Lean Startup by Eric Ries. I’m a little embarrassed that I took this long to read this book. It’s an iconic book in the startup world that I had skipped because I watched a few Lean Startup talks and read various blogs about it. A lot of the advice is very common sense; I’d boil it down to “build something people want.”
The Developers Guide to Debugging by Thorsten Grötker, Ulrich Holtmann, Holger Keding, and Markus Wloka. I was discussing what makes a good software developer with a friend and he was adamant than the best developers are the best debuggers. I read this book in hopes of filling in the knowledge that I might have learned from a debugging course in school—if one existed. The book was readable, but it was a bit too C-centric for me to fully appreciate.
Tipping Sacred Cows: Kicking the Bad Work Habits that Masquerade as Virtues by Jake Breeden. The book was what you’d expect from a business book with a provocative title. There were some interesting insights; essentially, question your assumptions with respect to balance, collaboration, creativity, excellence, fairness, passion, and preparation.
Hyperion by Dan Simmons. This was a Hugo Award winner in 1990, but I wasn’t a huge fan. The writing is solid and the story is unique. But, you only meet the cast of characters in this book. I kept waiting for something to happen and it never did—the cliffhanger just wasn’t enough for me.

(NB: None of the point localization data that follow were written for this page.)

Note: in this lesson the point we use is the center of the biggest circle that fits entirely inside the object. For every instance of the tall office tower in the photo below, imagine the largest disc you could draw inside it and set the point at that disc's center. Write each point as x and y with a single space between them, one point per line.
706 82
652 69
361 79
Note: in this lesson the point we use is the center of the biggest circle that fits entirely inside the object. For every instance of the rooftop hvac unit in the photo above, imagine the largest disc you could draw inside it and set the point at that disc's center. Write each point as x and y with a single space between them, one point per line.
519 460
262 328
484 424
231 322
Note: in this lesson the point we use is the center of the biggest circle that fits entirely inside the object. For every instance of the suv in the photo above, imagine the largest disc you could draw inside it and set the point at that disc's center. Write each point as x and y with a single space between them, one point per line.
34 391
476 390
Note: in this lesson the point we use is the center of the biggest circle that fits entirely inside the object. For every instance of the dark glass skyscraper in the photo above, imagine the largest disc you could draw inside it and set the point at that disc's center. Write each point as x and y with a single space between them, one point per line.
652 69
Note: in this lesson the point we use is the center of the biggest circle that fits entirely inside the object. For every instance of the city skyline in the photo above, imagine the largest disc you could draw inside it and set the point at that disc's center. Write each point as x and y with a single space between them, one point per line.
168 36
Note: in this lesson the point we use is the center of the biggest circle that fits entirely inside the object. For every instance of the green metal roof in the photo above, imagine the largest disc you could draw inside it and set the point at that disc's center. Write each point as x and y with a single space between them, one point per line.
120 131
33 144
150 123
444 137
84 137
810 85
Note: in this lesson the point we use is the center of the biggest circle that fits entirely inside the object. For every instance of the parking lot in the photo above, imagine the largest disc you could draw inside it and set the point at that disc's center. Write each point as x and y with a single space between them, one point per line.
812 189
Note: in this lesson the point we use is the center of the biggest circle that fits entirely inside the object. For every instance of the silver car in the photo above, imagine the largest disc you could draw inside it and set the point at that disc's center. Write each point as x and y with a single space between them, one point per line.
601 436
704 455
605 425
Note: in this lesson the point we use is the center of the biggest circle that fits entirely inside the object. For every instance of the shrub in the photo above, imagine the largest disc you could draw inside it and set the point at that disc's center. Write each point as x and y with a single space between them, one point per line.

The Lies of Locke Lamora by Scott Lynch. I read this based on a recommendation, and thoroughly enjoyed it. Locke Lamora is an orphan thief that we meet as a child and follow through young adulthood. I could see the book being made into a great heist movie.
Hard Magic by Larry Correa. I really liked this book. It’s set in a parallel universe circa 1940 where magic is real and several well known figures owe their success to their own inate magic. The characters were interesting and the story moved along nicely.